But most of all, Orúnla,
Ask Changó,
Blacksmith of Laughter and affliction,
Not to take our Joy,
The laugh sparks that leaps
When your hammer strikes the anvil!
Let the Muntu ever be renewed
Let them be fertile wherever they may roam!
May they multiply in their women
And not die in the sea of bloodlines.”
-Manuel Zapatas Olivellas
In Changó, the Biggest Badass (p 30) (Colombia)
In Yorubaland, Nigeria
When Olodumare created the world, he sent celestial beings down to Ile-Ife, which was the cradle of civilization. Orunmila was one of those beings, and his gift to the Indigenes of this area was the Opon Ifa, or the sacred divination tray and the oracle consultation system. (43)
Yorubaland has a sacred geography in which Orishas and their devotees generally tend to correspond to locations (). This is less commonplace in the diaspora (). What makes Yoruba legend of Orunmila unique is his lack of origin to any one space in Yorubaland; he was born in Ife but is known everywhere. Oluwole writes, quoting from the Odù Osa Meji:
“When it was claimed that Orunmila was from Adó, he responded that he was not a native of Ado. That, on his visit to Adó, discovered the people had no religion. He preached and made them converts of Ifa.
He was also referred to as a man from òffà, his answer was that he was not from òffà, that he was there on a visit and healed Offa people of their sickness. At another time, when Orunmila was called a native of Ijero, he responded by saying that he only went there.
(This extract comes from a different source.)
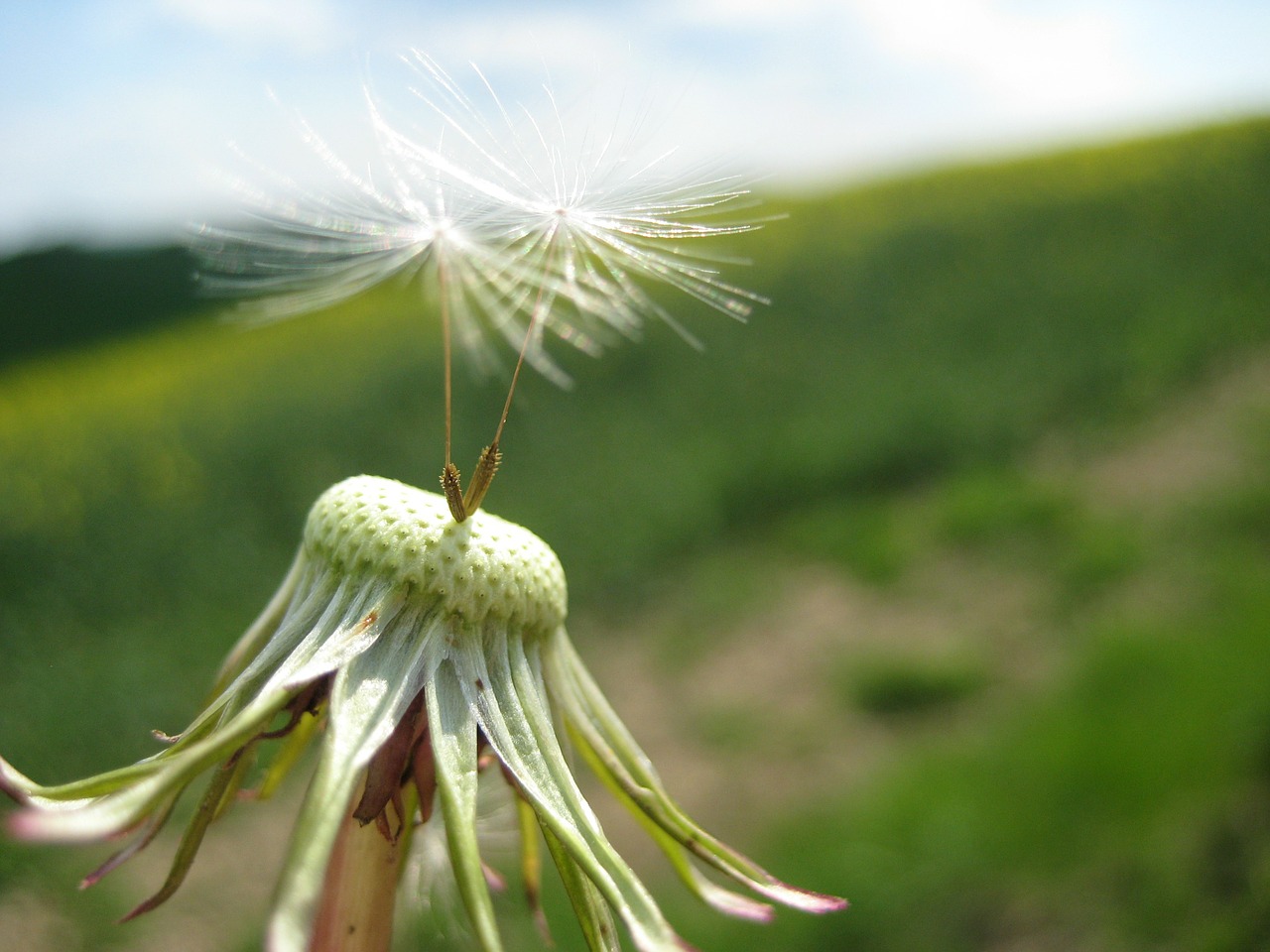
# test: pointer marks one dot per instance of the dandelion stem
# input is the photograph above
(359, 892)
It was also said that he was born in ìkòlé. Denying this, Orunmila said he went there only to put an end to the practice of witchcraft. He also denied being a native of Iléshà. His explanation was that on a visit to the town, he found that the Oba and the High Chiefs had only a dress each. Orunmila taught them how to trade to overcome poverty.
This Ifa verse explains the source of the uncertainty about the real place of birth of Orunmila. The denials give credence to the view that he was born and raised at òkè Igèti Ile-Ife.” (44-45)
“Kongo Cruzado: Lukumí and Kongo Identities in Cuba: the Art of Francisco ‘Gordillo’ Arredondo” The International Review of African American Art. Vol. 20, No. 2., 2005 by Ivor Miller
“Eía! I have seen my native village sacked. Mothers driven with their flocks of goats and their children marked with the branding iron of fire. We babalaos resist once again and refuse to rebaptize our ancestors with the names of alien saints and virgins. We decided, therefore, to conspire against the Ngola. Each hut should be an altar, every heart a door closed to the invader.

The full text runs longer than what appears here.